Re: [PING] [PATCH] faster string operations for bulldozer (take 2)
- From: OndÅej BÃlka <neleai at seznam dot cz>
- To: Roland McGrath <roland at hack dot frob dot com>
- Cc: Carlos O'Donell <carlos at systemhalted dot org>, libc-alpha at sourceware dot org
- Date: Sat, 27 Apr 2013 03:12:34 +0200
- Subject: Re: [PING] [PATCH] faster string operations for bulldozer (take 2)

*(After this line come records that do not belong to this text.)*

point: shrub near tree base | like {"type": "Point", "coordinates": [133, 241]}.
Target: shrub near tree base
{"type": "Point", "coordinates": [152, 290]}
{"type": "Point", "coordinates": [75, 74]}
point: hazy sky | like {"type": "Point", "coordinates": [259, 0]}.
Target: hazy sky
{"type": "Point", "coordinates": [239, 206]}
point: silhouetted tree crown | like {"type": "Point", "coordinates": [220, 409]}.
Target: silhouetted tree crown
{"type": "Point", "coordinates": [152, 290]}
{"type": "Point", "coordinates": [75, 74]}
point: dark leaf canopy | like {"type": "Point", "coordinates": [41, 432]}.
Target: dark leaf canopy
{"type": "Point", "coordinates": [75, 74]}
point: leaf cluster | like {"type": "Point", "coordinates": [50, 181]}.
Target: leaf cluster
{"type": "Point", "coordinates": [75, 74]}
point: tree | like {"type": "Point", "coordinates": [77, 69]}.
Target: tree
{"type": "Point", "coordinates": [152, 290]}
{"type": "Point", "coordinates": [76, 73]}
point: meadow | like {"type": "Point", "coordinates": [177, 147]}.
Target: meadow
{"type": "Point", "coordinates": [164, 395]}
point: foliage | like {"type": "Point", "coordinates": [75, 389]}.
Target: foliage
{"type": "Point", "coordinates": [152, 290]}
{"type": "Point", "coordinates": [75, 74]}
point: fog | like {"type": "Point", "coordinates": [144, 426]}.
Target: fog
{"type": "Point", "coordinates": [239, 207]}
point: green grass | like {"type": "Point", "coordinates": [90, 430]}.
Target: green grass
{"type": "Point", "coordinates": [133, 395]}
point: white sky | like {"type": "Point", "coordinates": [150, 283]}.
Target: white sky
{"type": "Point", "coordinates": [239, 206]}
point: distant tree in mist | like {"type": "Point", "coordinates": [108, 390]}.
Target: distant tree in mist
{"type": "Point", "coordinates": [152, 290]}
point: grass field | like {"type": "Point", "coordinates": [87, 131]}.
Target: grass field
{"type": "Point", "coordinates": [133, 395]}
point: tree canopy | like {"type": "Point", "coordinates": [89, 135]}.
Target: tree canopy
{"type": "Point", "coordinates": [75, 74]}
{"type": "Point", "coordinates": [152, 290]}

- References: <20120926171541 dot GA12300 at domone dot kolej dot mff dot cuni dot cz> <20120926172758 dot 56BEC2C097 at topped-with-meat dot com> <20120926184013 dot GA13454 at domone dot kolej dot mff dot cuni dot cz> <20120926194423 dot 15F9B2C061 at topped-with-meat dot com> <20120926211433 dot GA17771 at domone dot kolej dot mff dot cuni dot cz> <CAE2sS1i2nfrn58PNwtOXYx9qt=bWX_C4_fJN=CnGuefBTvN-Bw at mail dot gmail dot com> <20120930103730 dot GA5682 at domone dot kolej dot mff dot cuni dot cz> <20130426165614 dot GA16694 at domone dot kolej dot mff dot cuni dot cz> <20130426192321 dot 720E02C061 at topped-with-meat dot com>
On Fri, Apr 26, 2013 at 12:23:21PM -0700, Roland McGrath wrote:
> > > + /* Assume unaligned loads are fast when avx is available. */
>
> AVX in caps.
>
> > > + if ((ecx & bit_AVX) != 0)
> > > + __cpu_features.feature[index_Fast_Rep_String]
> > > + |= ( bit_Fast_Unaligned_Load);
>
> Drop the excess parens (and the excess space).
>
> I didn't follow whatever previous discussion there was about the substance
> of this. What is the rationale/evidence that AVX is (and always will be)
> correlated with efficiency of unaligned loads?
On bulldozer unaligned loads have small penalty. You could read about
buldozer improvements or test it by simple benchmark.
And what evidence that avx on intel processors is always
correlated with efficiency of unaligned loads?